Scarves were left on seats and a YouTube video encouraged fans to wave them in front of the eight million BBC viewers, but the flag – which has been a permanent fixture in the East stand – was banned by officials.
The flag was targeted as the word “Ultras” has links with “far right extremism, racism, fascism and organised hooliganism”, according to the club’s supporters’ liaison officer, David Lloyd.
But fans took to the OTIB online fans’ forum to bemoan the decision, calling on the club to explain itself.
Fans posting under a thread named Je Suis Ultra – a reference to the Je Suis Charlie campaign in support of Charlie Hebdo in France – said the flag had been allowed in the ground for eight years and had even featured in the match-day programme.
The supporters who carry the flag – known as the Ultras – have even been credited with bringing extra atmosphere to the game by City owner Steve Lansdown.
Miles Hendy, from the Supporters’ Club and Trust called the decision “baffling”. He said: “I am grateful that the Ultras bring colour, noise and rhythm and that they give themselves passionately in support of my team.
“They play an essential part in what makes going to see Bristol City worthwhile. Bristol City without the Ultras would be like going to the cinema and watching the movie on a small screen, or going for a meal out and washing your own dishes.
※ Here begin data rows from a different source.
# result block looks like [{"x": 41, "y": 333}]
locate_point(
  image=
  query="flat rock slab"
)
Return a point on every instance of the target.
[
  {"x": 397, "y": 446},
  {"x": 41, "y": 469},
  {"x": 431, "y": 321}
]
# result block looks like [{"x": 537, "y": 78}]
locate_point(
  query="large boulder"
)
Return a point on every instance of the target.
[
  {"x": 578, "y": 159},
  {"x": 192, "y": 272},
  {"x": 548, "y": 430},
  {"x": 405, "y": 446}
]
“I’m fully behind the club’s efforts to grow its supporter base but will organised scarf waving and hiding our most vocal fans really attract new supporters?”
The flag was hung on the Dolman stand ahead of Sunday’s tie in full view of the cameras, whereas it is usually in the East stand, which is being redeveloped.
The fan who hung the flag wrote anonymously that he was ordered to take it down twice and was threatened with confiscation. He demanded an explanation from the club, leading to Mr Lloyd writing him a public letter highlighting the links to European extremist fan groups.
He said: “The association is still there in most people’s minds and is not one we welcome. Flags are welcome, as is vocal and passionate support, but not the word ultras.”
The Bristol Post contacted Bristol City but the club chose not to comment further on the matter.